From current Diamondback Conor Jackson:
“I’ve got the utmost respect for Wally. I love playing for that guy, and I know about a thousand other guys that say the same. He taught me how to win, how to play hard, how to make a difference.
“If anybody needs a reference, tell them to call me.”
That’s not an isolated example, but rather a representative one. Beyond his winning percentage, Backman has been lauded for his innate ability to communicate and relate with players, as well as a genius in the art of handling a pitching staff — particularly the bullpen. The Diamondbacks admitted — though not publicly — that Backman’s interview for the managerial spot blew them away, and that it was the best they’d ever experienced. In fact, former AZ farm director Tommy Jones referred to Backman as a “45-year-old version of Jim Leyland.”
There’s no question he has the ability to manage — and manage well — at the big league level. What makes him an even more perfect fit in Flushing is his obvious history as a hero from the ’86 team, and his immense pleasure of working in New York City. How many men have the personality to manage in pressure-cooker of the Big Apple? How many are also happy to embrace it? To put it in perspective, consider that the rumors inside the Yankees’ brass was that Tony LaRussa was well-respected, but “not a good fit” for the media sensitivity of the Bronx.
In my humble opinion, Wally Backman is something of a mix among Bobby Valentine, Billy Martin, and Jim Leyland. He’s exactly the opposite of what the Wilpons would like their ideal manager to be, so we’ll probably never see him in the Citi Field dugout donning the orange and blue. But it’s an intriguing option to contemplate.

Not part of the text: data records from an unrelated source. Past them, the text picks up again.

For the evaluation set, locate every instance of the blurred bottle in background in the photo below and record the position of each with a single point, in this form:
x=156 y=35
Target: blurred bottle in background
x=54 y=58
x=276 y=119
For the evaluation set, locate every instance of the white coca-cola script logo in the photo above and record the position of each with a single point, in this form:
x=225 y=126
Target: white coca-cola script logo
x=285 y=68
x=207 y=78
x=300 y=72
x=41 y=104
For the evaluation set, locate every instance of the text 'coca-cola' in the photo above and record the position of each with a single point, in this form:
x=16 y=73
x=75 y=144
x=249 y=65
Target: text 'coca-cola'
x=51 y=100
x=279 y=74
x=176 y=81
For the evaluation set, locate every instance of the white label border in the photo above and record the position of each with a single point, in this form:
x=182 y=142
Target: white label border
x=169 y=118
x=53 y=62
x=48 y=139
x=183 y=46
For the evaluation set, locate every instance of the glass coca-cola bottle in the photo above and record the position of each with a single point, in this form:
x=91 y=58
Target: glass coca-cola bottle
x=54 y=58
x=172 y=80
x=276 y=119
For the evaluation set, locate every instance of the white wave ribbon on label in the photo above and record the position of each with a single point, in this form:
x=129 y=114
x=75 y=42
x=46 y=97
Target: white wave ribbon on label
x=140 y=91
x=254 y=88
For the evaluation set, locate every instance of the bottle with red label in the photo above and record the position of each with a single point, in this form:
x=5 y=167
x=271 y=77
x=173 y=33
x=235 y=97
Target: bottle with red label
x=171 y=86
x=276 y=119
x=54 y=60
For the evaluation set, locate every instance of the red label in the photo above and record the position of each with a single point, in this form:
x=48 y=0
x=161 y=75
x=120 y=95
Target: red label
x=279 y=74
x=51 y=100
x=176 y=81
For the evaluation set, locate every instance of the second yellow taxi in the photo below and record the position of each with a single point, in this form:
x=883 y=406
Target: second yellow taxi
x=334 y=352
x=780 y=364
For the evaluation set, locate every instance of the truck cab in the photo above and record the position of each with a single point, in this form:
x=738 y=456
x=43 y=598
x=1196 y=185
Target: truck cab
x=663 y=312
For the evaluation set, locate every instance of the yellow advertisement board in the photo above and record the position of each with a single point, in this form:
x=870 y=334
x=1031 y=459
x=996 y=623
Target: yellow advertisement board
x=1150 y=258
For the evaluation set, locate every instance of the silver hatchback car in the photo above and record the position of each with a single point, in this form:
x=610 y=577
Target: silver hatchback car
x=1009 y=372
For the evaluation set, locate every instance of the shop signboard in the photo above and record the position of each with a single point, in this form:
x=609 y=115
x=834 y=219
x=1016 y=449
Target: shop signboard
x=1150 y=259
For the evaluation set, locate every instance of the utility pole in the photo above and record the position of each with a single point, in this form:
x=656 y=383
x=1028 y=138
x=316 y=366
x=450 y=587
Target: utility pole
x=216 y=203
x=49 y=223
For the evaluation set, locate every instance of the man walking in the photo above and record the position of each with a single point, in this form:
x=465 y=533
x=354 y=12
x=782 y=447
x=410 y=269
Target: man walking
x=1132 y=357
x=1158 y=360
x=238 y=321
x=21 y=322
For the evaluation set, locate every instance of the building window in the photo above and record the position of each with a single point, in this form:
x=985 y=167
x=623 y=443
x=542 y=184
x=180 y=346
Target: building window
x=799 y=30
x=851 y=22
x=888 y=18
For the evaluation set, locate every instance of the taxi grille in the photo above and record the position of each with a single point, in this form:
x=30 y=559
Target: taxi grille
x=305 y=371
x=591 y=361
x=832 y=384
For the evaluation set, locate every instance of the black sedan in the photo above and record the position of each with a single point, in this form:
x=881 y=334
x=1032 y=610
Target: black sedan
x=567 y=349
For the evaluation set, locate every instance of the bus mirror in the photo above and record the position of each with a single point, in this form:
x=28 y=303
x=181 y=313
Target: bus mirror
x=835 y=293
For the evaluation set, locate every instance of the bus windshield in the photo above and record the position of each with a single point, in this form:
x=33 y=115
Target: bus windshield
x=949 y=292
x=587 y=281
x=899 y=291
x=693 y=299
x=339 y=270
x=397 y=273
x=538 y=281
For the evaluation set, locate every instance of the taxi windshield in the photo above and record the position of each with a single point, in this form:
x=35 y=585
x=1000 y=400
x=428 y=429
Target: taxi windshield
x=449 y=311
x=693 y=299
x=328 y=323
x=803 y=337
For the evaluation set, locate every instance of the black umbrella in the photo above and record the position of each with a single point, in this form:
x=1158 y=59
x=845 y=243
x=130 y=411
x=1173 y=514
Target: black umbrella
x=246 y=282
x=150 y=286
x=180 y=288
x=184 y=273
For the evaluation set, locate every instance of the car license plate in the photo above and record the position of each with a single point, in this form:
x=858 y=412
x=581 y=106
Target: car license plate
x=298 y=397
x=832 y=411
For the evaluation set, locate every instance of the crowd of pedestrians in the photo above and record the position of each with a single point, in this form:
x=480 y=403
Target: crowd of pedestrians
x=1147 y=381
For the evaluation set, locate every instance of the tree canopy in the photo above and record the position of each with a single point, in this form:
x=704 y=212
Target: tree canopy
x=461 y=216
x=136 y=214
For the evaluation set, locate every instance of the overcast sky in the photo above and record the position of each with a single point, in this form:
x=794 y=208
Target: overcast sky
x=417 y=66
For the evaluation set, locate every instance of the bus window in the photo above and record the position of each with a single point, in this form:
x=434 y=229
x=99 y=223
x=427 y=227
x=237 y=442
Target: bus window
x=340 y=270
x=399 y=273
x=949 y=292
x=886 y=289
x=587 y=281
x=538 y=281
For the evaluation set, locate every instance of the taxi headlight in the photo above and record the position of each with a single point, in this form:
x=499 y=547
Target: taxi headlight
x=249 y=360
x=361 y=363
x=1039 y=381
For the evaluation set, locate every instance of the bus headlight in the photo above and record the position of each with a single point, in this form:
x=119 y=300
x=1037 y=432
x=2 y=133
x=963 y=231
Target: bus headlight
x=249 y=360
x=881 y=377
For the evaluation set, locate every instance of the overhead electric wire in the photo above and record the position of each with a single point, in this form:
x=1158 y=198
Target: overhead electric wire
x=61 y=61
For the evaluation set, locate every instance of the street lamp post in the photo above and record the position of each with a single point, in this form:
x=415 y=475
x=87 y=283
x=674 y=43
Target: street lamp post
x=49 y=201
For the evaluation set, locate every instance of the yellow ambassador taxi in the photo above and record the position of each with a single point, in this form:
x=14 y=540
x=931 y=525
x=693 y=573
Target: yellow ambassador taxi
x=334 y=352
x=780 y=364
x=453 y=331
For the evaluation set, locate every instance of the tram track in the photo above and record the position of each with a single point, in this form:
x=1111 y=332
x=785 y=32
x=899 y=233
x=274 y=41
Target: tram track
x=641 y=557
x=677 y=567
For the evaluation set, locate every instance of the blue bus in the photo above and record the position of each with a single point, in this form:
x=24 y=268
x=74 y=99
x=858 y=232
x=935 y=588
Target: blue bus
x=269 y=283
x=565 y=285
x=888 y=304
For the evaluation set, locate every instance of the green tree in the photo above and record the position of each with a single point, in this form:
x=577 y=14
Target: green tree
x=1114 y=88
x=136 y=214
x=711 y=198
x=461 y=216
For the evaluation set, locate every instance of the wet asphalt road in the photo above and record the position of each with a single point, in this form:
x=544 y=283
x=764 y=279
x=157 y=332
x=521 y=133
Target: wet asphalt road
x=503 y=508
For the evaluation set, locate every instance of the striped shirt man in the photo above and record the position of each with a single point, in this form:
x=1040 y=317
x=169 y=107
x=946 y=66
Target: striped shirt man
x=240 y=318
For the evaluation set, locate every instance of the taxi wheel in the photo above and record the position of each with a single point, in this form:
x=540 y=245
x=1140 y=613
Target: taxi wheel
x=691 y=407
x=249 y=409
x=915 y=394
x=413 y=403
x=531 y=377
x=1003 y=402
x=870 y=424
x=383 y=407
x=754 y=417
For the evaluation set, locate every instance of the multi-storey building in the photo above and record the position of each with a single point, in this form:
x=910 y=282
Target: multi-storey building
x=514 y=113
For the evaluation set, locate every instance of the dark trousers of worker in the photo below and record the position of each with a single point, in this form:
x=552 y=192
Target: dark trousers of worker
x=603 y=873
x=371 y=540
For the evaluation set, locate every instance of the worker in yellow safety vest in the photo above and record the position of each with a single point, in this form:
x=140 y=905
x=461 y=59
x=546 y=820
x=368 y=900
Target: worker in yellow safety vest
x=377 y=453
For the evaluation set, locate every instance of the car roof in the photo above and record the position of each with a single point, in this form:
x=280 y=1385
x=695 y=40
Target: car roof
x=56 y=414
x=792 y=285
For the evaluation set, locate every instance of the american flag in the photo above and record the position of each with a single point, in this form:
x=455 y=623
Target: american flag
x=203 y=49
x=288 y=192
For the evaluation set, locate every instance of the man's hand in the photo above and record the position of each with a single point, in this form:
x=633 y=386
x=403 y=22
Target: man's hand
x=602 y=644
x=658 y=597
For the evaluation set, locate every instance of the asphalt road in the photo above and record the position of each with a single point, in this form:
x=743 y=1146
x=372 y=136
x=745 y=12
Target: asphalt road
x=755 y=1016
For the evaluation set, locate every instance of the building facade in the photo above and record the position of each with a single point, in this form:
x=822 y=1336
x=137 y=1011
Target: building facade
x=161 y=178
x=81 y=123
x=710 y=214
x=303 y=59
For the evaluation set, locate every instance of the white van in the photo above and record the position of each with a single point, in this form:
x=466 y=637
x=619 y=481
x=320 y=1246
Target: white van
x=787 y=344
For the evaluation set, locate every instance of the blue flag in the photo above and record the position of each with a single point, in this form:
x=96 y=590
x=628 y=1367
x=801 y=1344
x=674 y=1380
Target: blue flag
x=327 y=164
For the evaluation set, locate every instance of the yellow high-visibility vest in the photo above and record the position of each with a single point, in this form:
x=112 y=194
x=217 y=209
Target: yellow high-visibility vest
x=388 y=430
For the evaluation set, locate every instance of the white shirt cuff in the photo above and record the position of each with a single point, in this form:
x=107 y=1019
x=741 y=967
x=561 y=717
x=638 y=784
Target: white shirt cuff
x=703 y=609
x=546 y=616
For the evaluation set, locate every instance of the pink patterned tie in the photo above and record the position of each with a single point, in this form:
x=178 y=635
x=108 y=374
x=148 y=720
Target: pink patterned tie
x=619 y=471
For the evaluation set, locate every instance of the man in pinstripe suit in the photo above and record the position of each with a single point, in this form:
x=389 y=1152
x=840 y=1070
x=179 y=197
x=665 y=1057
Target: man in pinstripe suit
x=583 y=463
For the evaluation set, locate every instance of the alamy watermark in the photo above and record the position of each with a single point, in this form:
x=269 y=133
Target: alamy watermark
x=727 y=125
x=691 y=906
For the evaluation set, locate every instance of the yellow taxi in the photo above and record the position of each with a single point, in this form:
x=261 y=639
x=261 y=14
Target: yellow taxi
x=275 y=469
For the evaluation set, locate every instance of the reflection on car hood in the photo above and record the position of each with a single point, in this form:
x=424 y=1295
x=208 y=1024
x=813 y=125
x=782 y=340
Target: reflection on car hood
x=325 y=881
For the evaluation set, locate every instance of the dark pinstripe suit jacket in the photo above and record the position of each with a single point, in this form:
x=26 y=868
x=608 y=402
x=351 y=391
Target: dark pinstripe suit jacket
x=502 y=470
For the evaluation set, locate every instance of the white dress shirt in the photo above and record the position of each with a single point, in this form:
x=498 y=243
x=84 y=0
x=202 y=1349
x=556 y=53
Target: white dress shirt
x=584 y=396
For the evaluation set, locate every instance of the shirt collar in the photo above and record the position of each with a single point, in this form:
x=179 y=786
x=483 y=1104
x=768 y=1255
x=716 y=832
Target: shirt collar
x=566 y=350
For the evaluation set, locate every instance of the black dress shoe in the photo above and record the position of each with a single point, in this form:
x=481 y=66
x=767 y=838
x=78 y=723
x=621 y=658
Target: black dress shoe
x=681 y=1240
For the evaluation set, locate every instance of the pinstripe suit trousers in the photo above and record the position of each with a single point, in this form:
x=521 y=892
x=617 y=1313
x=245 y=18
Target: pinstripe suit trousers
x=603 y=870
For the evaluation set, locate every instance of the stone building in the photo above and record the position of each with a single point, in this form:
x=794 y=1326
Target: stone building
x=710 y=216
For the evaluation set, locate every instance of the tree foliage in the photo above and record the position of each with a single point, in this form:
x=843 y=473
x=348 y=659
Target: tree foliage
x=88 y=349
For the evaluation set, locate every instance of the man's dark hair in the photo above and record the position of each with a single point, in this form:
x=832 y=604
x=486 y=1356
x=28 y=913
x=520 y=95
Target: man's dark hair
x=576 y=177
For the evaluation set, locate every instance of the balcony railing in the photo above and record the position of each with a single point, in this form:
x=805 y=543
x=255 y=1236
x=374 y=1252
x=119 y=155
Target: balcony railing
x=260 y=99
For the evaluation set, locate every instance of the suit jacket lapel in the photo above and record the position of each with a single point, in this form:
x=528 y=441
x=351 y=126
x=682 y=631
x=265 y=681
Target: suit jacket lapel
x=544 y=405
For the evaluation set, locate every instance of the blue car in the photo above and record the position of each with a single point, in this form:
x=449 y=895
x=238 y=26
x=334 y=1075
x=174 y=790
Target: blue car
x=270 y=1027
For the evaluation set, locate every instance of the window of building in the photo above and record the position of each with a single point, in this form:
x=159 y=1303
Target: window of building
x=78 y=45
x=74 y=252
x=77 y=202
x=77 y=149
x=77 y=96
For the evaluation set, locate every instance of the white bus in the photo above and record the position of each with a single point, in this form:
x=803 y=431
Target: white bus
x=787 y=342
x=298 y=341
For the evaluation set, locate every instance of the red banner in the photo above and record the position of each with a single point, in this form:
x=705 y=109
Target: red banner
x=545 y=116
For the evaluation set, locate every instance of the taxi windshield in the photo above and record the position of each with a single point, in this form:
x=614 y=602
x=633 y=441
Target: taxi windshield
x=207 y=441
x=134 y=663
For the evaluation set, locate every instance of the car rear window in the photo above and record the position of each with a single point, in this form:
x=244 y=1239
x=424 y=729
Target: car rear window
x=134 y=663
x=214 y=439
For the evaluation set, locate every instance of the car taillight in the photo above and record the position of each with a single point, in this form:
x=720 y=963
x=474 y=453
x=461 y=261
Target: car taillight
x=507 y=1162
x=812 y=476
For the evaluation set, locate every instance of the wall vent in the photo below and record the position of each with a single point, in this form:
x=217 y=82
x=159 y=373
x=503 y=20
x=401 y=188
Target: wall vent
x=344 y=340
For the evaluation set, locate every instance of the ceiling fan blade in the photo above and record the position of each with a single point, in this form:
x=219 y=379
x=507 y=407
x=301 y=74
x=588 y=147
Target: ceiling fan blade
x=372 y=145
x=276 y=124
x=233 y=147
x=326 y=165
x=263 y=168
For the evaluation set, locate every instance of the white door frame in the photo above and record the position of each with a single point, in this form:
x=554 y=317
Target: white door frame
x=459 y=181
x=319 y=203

By the way, this idea isn’t completely my own — it was recently brought to my attention through various sources, most notably the upcoming “Playing for Peanuts” documentary, which will be airing this spring and might very well help Backman win a job in organized baseball (he’s slated to manage the Joliet Jackhammers in the independent Frontier League this season). I also encourage you to read a recent in-depth entry on Wally’s plight at Gotham Baseball Magazine, as well as listen to Gotham’s “Live From Mickey Mantle’s” radio show from this past Sunday, which includes a lengthy interview with Wally himself.
For the moment, though, I’m happy with Willie in the dugout. Let’s hope there’s no good reason to replace him for a few years.